Intel's make-or-break 18A process node debuts for data center with 288-core Xeon

Homelab dreams, used server gear, and RAM prices

  • Many readers fantasize about running such CPUs in Proxmox/homelabs; most see it as something to buy used on eBay years later.
  • Used EPYC systems and odd SKUs (e.g., low-priced cloud parts) used to offer “ridiculous” value; several note prices and especially RAM costs have risen sharply.
  • DDR4/DDR5 price increases are seen as the current bottleneck. Some even talk about RAM/SSD “speculation.”
  • Power, noise, and non‑standard server parts are mentioned as constraints for homelabs, though full decommissioned systems (PSUs included) still offer value.

E-cores, no hyperthreading, and workload fit

  • The 288-core Xeon 6 uses only E‑cores, without hyperthreading; posters debate if this is competitive.
  • Arguments for E‑cores:
    • More real cores per die and better perf/watt for highly parallel workloads (virtualized RAN, build farms, some HPC).
    • Avoids hyperthreading side‑channel issues and gives more predictable per‑vCPU performance for clouds.
  • Arguments against:
    • Weaker single‑thread performance and no AVX‑512; bad fit for some HPC, scientific, or SIMD-heavy workloads.
    • Some see Intel’s E‑core strategy as having “killed” ubiquitous AVX‑512.
  • Several note that many real workloads see minimal benefit from hyperthreading and want “real cores + high frequency + memory bandwidth.”

Cloud vs on‑prem economics

  • One large subthread uses this core density to argue for moving “fixed” workloads off public cloud:
    • Compare 3‑year cloud reserved instances vs 7‑year amortized servers.
    • Non‑elastic infra (ERP, HR, AD, dev/test, DBs) often cheaper on-prem/colo, assuming you avoid cloud egress traps.
  • Counterpoints:
    • Need to include costs for power, cooling, space, redundant connectivity, backup site, compliance, support contracts, and 24/7 staffing.
    • Talent to design, operate, and secure on‑prem infra is scarce and expensive; many orgs mis‑hire or can’t evaluate infra engineers.
    • You still need skilled people to run AWS; complexity is not eliminated, just shifted.

Scaling software to hundreds of cores

  • Some worry the “cluster-on-a-package” topology (chiplets, many cores, NUMA) makes OS and runtime scheduling the new bottleneck.
  • Linux can technically handle thousands of threads, but:
    • NUMA placement and memory bandwidth become critical; several report big wins manually pinning workloads to NUMA zones.
    • Kernel subsystems (e.g., networking) and shared caches can become contention points.
  • Others think fundamentals are sound; main bottlenecks remain memory/I/O, not the scheduler, but acknowledge that poorly written software may not scale linearly.

Packaging, process node, and foundry angle

  • Several emphasize the packaging as the real story: 12 compute tiles on 18A stacked on Intel 3 base dies and Intel 7 I/O tiles, with Foveros Direct 3D interconnect.
  • Chiplet sizing (24 cores per tile) is seen as a yield strategy for a new node.
  • Strong CXL support is noted; some think the real play is becoming a CXL memory/compute hub rather than just a CPU.
  • Debate over Intel Foundry Services:
    • Skeptics question trusting Intel as a long‑term foundry partner.
    • Others argue contracts and current TSMC capacity constraints may push customers to Intel anyway.

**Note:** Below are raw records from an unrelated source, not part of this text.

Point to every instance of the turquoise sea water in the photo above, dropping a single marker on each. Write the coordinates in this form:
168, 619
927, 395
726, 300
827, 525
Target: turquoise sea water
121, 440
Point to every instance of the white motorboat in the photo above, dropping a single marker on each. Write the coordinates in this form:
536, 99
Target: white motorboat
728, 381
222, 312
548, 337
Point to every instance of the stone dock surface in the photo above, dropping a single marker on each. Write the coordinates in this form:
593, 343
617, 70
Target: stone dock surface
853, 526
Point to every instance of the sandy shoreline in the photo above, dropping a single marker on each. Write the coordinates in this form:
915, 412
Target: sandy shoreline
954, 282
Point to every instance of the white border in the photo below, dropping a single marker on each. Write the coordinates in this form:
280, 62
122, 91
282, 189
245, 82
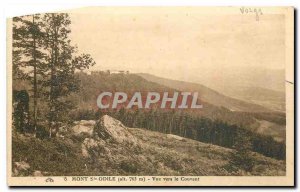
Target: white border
20, 7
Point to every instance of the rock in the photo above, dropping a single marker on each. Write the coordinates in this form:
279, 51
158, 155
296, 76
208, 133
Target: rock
22, 165
21, 168
37, 174
84, 126
110, 128
91, 146
78, 129
87, 122
171, 136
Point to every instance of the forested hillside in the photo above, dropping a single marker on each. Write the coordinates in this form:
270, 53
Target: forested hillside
212, 124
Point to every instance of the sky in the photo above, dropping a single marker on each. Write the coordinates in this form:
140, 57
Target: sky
169, 41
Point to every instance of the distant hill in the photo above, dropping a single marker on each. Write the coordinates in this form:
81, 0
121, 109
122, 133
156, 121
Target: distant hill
208, 95
143, 153
272, 99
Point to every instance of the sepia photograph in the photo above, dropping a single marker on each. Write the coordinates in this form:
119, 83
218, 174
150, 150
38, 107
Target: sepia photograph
151, 96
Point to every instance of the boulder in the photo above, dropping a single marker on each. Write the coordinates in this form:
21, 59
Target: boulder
176, 137
109, 128
21, 168
84, 126
78, 129
92, 147
37, 174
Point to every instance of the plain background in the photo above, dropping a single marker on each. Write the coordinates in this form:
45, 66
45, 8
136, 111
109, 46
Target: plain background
21, 7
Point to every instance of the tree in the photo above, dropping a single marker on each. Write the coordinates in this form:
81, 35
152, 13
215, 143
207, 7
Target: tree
62, 64
242, 157
28, 57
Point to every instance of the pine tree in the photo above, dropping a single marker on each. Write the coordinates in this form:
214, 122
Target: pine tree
28, 57
62, 64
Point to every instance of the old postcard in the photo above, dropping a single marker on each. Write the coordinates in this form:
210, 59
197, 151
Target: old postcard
151, 96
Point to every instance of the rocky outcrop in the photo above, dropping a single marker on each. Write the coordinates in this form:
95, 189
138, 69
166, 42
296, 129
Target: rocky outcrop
21, 168
106, 132
84, 126
176, 137
108, 128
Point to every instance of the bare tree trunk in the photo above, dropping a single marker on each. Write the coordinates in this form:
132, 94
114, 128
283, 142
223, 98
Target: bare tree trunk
34, 81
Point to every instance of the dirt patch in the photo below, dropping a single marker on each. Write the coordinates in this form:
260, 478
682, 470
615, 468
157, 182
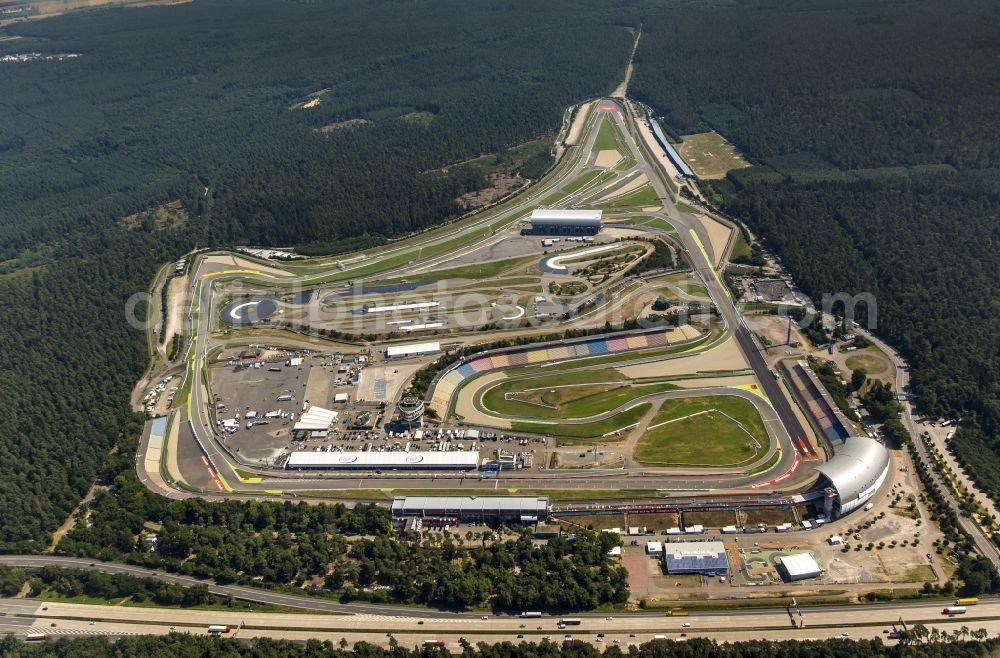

Competitiveness vs AMD and ARM

  • Some claim Intel is far behind AMD/TSMC in perf/watt and is just “throwing cores” at the problem; others argue Darkmont E‑cores are roughly in the same class as modern ARM Neoverse for many non‑AVX workloads.
  • Unclear overall competitiveness: commenters ask for benchmarks vs AMD’s high‑core EPYC and newer ARM server chips; several expect sites like Phoronix to clarify this.
  • Skepticism remains about this being Intel’s “make-or-break” moment, with some dismissing such framing as repeated hype.